In the context of bone tumor age demographics, a preponderance of cases is observed among adolescents. Benign bone tumors, specifically osteoid osteoma, exhibit a predilection for manifestation in children and adolescents, while osteochondroma primarily afflicts individuals in the adolescent age group. Conversely, malignant bone tumors display distinct patterns: osteosarcoma demonstrates a proclivity towards occurrence in adolescent males, chondrosarcoma tends to affect adults and the elderly, with a male predilection, Ewing’s sarcoma is more frequently diagnosed in children, predominantly males, malignant lymphoma exhibits a peak incidence between the ages of 40 and 60, and myeloma typically presents in males above the age of 40. Although the spectrum of bone tumors is multifaceted, the most prevalent entities are osteosarcoma and Ewing’s sarcoma, both of which predominantly manifest in adolescent males. The general population’s annual incidence of osteosarcoma stands at 2–3 cases per million, although this figure escalates among adolescents, with the highest prevalence occurring within the 15–19 age group, reaching 8–11 cases per million annually. Notably, within this age cohort, osteosarcoma constitutes 15% of all solid extracranial malignancies. Males are afflicted by this condition 1.4 times more frequently than females [36]. Ewing’s sarcoma ranks as the second most prevalent bone tumor among children and adolescents. Data spanning from 1973 to 2004 in the USA documented an incidence rate of 2.93 cases per 1 million. Ewing’s sarcoma exhibits a higher prevalence in the white population, with a slight male predominance [37]. In contrast, RA, characterized as a systemic autoimmune disorder, displays a higher incidence among women. While RA can manifest at any age, its prevalence peaks between the ages of 30 and 50 [2]. The distinction between the demographics of bone tumors, primarily affecting adolescent males, and RA, primarily occurring in middle-aged females, underscores the absence of a discernible age and gender-related association between these two conditions. As our findings suggest, any potential link between RA and bone tumors likely resides at the genetic level.
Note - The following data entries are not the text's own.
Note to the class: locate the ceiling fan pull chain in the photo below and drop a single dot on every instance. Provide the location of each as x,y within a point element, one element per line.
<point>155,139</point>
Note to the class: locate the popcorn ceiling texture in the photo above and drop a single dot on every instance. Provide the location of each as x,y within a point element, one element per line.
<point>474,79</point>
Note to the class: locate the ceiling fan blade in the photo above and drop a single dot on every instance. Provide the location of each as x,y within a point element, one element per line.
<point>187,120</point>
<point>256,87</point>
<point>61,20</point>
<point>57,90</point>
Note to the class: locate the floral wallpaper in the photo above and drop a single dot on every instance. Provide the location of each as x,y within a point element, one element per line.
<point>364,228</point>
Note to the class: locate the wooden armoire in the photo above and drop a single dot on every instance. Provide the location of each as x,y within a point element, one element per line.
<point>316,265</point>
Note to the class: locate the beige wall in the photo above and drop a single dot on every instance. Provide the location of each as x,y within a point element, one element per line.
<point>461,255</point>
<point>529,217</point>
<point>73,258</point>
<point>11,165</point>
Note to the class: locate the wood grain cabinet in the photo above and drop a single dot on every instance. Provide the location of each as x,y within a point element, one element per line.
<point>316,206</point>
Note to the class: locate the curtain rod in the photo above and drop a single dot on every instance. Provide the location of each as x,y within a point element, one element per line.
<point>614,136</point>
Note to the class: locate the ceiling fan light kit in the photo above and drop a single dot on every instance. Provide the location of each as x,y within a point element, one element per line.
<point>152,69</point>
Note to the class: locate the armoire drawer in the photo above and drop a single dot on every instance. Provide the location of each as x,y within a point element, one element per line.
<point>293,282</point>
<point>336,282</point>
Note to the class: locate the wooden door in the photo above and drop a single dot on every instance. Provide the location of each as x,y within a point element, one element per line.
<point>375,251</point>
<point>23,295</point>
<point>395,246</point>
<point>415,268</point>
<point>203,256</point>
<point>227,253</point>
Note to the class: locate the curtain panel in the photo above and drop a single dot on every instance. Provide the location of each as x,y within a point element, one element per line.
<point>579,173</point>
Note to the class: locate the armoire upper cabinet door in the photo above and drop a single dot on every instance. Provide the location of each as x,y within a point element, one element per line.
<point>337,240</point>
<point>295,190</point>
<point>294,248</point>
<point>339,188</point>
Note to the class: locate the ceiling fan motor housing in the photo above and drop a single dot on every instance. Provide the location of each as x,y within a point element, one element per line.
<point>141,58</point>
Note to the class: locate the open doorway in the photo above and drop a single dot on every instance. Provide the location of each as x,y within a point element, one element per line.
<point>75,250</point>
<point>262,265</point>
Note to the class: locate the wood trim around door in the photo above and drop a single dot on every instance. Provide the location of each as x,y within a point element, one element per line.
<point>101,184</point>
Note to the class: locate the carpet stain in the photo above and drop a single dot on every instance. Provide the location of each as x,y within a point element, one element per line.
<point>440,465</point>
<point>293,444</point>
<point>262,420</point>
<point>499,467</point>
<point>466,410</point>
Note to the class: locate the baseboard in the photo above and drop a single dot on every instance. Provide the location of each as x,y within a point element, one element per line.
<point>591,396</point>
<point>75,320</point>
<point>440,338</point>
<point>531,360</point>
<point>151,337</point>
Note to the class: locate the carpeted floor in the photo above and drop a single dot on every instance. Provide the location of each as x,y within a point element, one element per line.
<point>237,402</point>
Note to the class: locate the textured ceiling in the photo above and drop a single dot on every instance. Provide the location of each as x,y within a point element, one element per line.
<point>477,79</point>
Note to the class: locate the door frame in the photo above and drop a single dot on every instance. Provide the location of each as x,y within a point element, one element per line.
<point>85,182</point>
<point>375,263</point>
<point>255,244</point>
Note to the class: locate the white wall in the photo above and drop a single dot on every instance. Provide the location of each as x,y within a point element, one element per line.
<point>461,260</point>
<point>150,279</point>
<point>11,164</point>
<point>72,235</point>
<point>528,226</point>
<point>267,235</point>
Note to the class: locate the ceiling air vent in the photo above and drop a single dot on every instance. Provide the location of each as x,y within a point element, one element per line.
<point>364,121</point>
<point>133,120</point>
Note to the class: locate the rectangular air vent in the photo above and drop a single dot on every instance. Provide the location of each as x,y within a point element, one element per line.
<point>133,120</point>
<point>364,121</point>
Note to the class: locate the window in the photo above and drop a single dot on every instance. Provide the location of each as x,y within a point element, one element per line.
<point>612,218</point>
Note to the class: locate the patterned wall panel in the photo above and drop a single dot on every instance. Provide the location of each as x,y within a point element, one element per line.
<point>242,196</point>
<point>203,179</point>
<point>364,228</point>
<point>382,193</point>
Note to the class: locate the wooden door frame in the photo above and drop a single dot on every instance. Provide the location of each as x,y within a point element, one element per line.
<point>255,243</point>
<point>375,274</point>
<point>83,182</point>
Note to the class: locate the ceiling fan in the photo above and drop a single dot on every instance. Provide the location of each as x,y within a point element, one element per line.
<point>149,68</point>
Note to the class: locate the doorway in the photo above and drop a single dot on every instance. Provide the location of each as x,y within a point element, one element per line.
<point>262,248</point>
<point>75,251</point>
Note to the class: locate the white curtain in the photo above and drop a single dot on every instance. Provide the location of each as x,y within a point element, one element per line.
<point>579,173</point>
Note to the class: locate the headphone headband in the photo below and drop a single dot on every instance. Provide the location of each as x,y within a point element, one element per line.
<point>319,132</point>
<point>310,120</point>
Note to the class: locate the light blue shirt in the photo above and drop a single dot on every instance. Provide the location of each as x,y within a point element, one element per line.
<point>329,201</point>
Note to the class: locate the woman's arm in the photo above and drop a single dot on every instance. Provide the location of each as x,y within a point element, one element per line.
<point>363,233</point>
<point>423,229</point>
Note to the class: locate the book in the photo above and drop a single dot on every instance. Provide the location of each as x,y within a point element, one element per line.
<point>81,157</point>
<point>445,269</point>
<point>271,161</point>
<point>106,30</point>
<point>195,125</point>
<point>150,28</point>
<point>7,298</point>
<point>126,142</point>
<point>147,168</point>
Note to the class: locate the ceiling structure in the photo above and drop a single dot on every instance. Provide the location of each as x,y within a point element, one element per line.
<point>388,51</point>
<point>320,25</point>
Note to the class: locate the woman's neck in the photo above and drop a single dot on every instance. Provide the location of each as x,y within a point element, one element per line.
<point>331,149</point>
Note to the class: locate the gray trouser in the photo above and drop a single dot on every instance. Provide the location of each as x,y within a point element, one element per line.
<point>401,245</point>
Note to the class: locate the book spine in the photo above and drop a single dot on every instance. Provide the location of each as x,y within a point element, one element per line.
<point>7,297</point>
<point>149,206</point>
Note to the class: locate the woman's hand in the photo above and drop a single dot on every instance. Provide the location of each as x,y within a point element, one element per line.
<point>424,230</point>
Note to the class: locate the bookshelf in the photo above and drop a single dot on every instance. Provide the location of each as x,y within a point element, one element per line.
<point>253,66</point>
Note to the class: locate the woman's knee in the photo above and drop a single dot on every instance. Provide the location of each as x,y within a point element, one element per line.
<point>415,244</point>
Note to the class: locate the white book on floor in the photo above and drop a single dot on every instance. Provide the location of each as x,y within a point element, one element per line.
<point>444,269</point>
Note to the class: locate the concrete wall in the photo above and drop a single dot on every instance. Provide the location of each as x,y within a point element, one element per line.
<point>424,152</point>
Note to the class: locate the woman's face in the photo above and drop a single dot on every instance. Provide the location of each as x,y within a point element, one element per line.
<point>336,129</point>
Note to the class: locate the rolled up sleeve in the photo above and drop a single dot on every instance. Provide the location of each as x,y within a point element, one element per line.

In this study, our findings suggest a potential association between RA and an increased risk of MNBAC. While no MNBAC cases were observed among the tumor types associated with increased tumor risk in RA patients, the high prevalence of other tumors in this population contributes to the overall conclusion of this investigation. We postulate that the elevated incidence of MNBAC in RA patients may be attributed to the perturbed immune system in these individuals as well as the pharmacological interventions employed for RA treatment. As with any scientific inquiry, it is crucial to acknowledge the inherent limitations of this study. The presence of a limited number of genetic instruments or potential overlap in the sample between exposure and outcome variables may have introduced certain biases. Moreover, the utilization of GWAS summary data exclusively derived from European populations restricts the generalizability of the results to broader demographic groups.